When it purchased QMC with state and local support in 2011, Steward signed an agreement with Massachusetts Attorney General Martha Coakley promising to keep the acute-care hospital open for 10 years after the purchase, or 6½ years under negative financial margins. It's unclear whether Steward will face penalties for closing the suburban Boston hospital early—a spokesman for the attorney general's office said in a statement that the attorney general had been notified of the decision and is “currently reviewing it in the context of Steward's legal obligations.”
Brooke Thurston, a spokeswoman for Steward, wrote in an e-mail that the system has been in an “ongoing discussion” with government officials regarding the closure, noting that the financial problems at QMC were “very well known and understood by government officials and others.”

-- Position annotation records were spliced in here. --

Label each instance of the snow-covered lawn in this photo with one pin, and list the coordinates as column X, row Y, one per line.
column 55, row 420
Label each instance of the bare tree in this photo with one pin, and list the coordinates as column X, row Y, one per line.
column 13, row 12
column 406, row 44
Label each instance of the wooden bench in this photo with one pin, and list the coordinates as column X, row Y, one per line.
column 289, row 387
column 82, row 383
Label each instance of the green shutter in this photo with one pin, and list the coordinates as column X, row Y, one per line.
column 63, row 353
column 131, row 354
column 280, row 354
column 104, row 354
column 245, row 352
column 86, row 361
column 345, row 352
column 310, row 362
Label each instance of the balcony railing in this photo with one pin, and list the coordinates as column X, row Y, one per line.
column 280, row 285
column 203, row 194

To replace QMC, Steward will open an outpatient urgent-care center and a 24-hour emergency department at two distinct locations. The system will also open a multispecialty clinic in Quincy and provide radiological services and transportation.
For-profit Steward spent $100 million when it acquired QMC out of bankruptcy with state and local support in 2011, and has been losing roughly $20 million a year on the facility since. Hospital officials say an increase in competition from academic medical centers, significant cuts in Medicare and Medicaid fees and a lackluster inpatient-care business have done a number on the hospital's bottom line. On an average day, only one-fifth of the hospital's 196 beds are occupied, Steward Hospitals President Dr. Mark Girard said in a statement.

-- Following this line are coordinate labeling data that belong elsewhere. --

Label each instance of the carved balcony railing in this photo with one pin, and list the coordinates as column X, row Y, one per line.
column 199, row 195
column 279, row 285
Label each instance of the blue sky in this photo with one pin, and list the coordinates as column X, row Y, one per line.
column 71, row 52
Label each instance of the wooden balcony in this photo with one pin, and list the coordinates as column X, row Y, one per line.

More than 12 hospitals are within 10 miles of the soon-to-be-shuttered Quincy facility.
Steward had previously agreed to provide the Massachusetts Department of Public Health with written notice that it intends to close QMC six months before shutting it down. The department said it had received the notice this past Thursday—just two months before the scheduled shutdown date, according to published reports.
Steward had convened a Quincy Medical Center task force in October that included government officials, labor leaders, industry experts and community representatives that were meeting weekly to discuss the future of the facility.
“After meeting with the task force, it was clear that keeping a hospital open under these circumstances makes no sense,” Thurston wrote. “That is why we are transitioning to a system of healthcare options that better meets the long-term needs of the Quincy community.”
In a news release regarding the closure, Steward notes that QMC is in an area that is saturated with medical facilities—within 10 miles of the Quincy campus there are 15 acute-care hospitals, 12 surgery centers, 21 urgent-care centers, more than 150 nursing home providers, more than 500 physician offices and 130 outpatient behavioral health sites, according to the release. Most of the patients who use Quincy use it for non-urgent healthcare needs, while trauma, burn and cardiac patients are already diverted to other hospitals, according to the release.
The hospital will continue to pay its employees for the next 60 days, and is working with the Massachusetts Nurses Association, the 1199 Service Employees International Union and its non-unionized workers to help employees find new jobs.
Steward, formed by Cerberus Capital Management in 2010, initially bought six hospitals in Massachusetts from the Caritas Christi Healthcare network. It went on to buy three other hospitals in eastern Massachusetts, including Quincy in 2011.